Tiga tahun sudah saya berstatus sebagai mahasiswa UNY. Sudah banyak suka dan duka yang saya alami di sini. Walaupun selama kuliah saya terlihat seperti mahasiswa nolep yang suka bobok cantik di MASMUJA (Masjid Al Mujahidin UNY), tapi saya berhasil menemukan hal-hal plot twist selama kuliah di sini.
Awal masuk UNY saya membayangkan kuliah di sini bakal mempertemukan saya dengan teman yang fafifu wasweswos. Terlebih saya masuk jurusan Sastra Inggris yang biasa dicap keminggris dan Jaksel abiezt. Namun, ternyata saya salah. Jebul UNY di mata saya bagai sarang mahasiswa nolep dan wibu yang berkumpul menjadi satu. Walau begitu, mereka tetap mahasiwa yang saya cintai dan saya banggakan.
Berbicara tentang kuliah, bagi saya jelas lebih banyak nggak enaknya. Nggak tahu kalau yang ditanya Jerome Polin sama Maudy Ayunda. Tapi, sayangnya mereka berdua nggak kuliah di UNY. Jadi nggak tahu gimana nggak enaknya jadi mahasiswa UNY. Walaupun nggak enaknya kuliah di UNY ini ada banyak, tapi kali ini saya hanya akan menyebutkan empat. Silakan dinikmati.
#1 Sering ketuker sama UMY karena orang-orang tahunya cuma IKIP!
Ha mbok tenan. Sudah nggak terhitung berapa kali orang salah sangka UNY dengan UMY. Saking gemesnya saya kala mereka bilang, “Oh, Universitas Muhammadiyah Yogyakarta?” Saya jadi kebiasaan menjawab, “Bukan. Yang N! NU!”
Belum lagi saat Lebaran tiba. Kala menyebutkan saya berkuliah di UNY, bude-bude dan simbah-simbah saya banyak yang nggak tahu apa itu UNY. Jika sudah seperti itu saya bakal mengeluarkan jurus, “IKIP, Mbah. IKIP.” Dengan begitu tak perlu waktu lama bagi mereka untuk paham universitas mana yang saya maksud.
#2 Dianggap mahasiswa buangan UGM
Statemen ini sungguh melukai hati saya lantaran memang benar adanya. Ya gimana, ya. Kalau saja dulu saya keterima di UGM, saya juga bakal pilih di sana, sih. Namun meski begitu, saya sangat bersyukur dapat berkuliah di UNY. Lha gimana? Jebul di UNY banyak juga teman seperjuangan yang masuk UNY gara-gara nggak keterima di UGM. Sad~
Tak hanya karena tak lolos di UGM, banyak juga yang masuk UNY lantaran nggak betah di UGM. Ealah, ealah. Dunia memang sangat lucu. Tapi, tepat juga sih pindah ke UNY. Sebab dengan begitu, mereka nggak perlu repot-repot cari kos lagi lantaran jarak antara UGM dan UNY hanya sepelemparan batu saja.
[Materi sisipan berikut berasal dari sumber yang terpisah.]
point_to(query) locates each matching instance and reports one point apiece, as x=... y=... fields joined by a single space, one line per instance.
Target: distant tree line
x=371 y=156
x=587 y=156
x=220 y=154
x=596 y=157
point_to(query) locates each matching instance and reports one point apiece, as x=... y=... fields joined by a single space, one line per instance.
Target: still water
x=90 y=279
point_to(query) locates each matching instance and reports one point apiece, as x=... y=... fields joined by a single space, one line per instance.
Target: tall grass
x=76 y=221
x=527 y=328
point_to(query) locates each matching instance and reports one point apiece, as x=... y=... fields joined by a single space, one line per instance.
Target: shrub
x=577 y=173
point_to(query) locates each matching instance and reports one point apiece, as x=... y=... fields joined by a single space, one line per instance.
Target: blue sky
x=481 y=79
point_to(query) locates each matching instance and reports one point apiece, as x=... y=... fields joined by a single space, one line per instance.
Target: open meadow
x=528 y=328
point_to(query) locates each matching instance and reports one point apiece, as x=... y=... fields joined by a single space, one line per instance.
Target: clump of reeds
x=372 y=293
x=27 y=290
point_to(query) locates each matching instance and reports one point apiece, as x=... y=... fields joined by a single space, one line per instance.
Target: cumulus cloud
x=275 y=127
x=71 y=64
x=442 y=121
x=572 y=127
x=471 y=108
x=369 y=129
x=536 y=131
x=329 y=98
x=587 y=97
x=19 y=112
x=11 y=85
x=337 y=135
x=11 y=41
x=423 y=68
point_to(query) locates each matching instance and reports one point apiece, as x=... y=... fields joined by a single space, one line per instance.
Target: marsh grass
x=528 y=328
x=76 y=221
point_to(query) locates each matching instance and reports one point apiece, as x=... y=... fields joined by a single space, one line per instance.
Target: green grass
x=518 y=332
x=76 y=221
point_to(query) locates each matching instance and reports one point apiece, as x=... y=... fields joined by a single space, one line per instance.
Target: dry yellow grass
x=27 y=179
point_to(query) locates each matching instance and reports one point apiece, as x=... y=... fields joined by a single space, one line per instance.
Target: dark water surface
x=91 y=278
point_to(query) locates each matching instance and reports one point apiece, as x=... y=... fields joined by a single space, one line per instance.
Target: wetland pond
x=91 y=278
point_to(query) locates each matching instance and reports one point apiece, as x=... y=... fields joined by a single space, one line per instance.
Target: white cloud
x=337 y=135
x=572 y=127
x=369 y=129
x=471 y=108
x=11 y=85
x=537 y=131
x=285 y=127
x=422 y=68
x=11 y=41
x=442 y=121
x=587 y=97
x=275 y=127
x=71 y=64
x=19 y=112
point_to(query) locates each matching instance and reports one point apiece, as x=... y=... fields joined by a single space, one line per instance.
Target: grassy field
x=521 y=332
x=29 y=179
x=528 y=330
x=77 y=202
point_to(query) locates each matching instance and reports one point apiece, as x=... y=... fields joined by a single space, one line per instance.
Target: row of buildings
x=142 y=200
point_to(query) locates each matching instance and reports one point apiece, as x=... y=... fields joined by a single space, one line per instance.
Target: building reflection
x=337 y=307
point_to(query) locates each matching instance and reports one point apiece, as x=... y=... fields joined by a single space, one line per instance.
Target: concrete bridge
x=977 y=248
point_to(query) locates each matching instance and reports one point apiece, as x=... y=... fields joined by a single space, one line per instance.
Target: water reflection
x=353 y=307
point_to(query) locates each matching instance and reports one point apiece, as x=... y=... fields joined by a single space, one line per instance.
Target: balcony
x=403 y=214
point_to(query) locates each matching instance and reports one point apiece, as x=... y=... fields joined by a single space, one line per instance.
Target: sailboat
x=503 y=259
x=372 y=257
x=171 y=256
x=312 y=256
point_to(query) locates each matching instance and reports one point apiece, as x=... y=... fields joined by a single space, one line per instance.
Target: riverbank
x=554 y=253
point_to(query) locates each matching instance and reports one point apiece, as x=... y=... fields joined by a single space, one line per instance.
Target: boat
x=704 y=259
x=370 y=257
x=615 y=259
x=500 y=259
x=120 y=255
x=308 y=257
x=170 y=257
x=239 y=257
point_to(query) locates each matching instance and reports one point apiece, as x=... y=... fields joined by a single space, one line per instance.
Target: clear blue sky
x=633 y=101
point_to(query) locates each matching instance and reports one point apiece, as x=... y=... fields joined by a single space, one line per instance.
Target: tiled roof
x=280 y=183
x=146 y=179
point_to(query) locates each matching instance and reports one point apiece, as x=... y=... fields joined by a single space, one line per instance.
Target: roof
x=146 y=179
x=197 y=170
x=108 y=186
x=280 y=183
#3 Lulusannya diyakini pasti mau jadi guru
Anggapan ini menyebalkan sekali. Apalagi bagi mahasiswa seperti saya yang nggak mengambil jurusan pendidikan. Kami harus berkali-kali menegaskan bahwa jurusan kami ini murni. Iya, murni. Ya bukan berarti jurusan yang lain jadi oplosan, sih.
Pun, saya yakin yang mengalami ini tak hanya mahasiswa UNY. Mahasiswa UNS, UNNES, dll yang dulunya IKIP pasti bakal relate. Tapi, masih mending sih kalau lulus dari UNY dikira mau jadi guru. Lha, daripada ditanya, “Lulus nanti mau jadi apa?” Ntar malah saya jawab, “Prok Prok Prok” lagi.
#4 Lokasi yang dekat dengan Pertigaan Colombo
Memiliki kampus yang dekat dengan Pertigaan Colombo adalah privilese tersendiri bagi saya. Terlebih pada saat Aksi Gejayan Memanggil yang berlokasi di sana. Saya tinggal bolos kuliah dan jalan kaki sedikit untuk sampai ke Pertigaan Colombo. Saya juga nggak perlu mengkhawatirkan motor karena sudah saya titipkan di parkiran kampus. Enak, bukan?
Namun selain privilese tersebut, memiliki kampus yang dekat dengan Pertigaan Colombo juga ada nggak enaknya. Apalagi kalau bukan keberadaan polisi di Pertigaan Colombo yang jelinya seperti memiliki mata elang. Saya dan teman-teman saya langganan kena tilang di situ. Bersyukurnya, kuliah yang diganti dengan tatap maya ini membuat kami hemat pengeluaran bagian tilang. All hail, Polisi Colombo.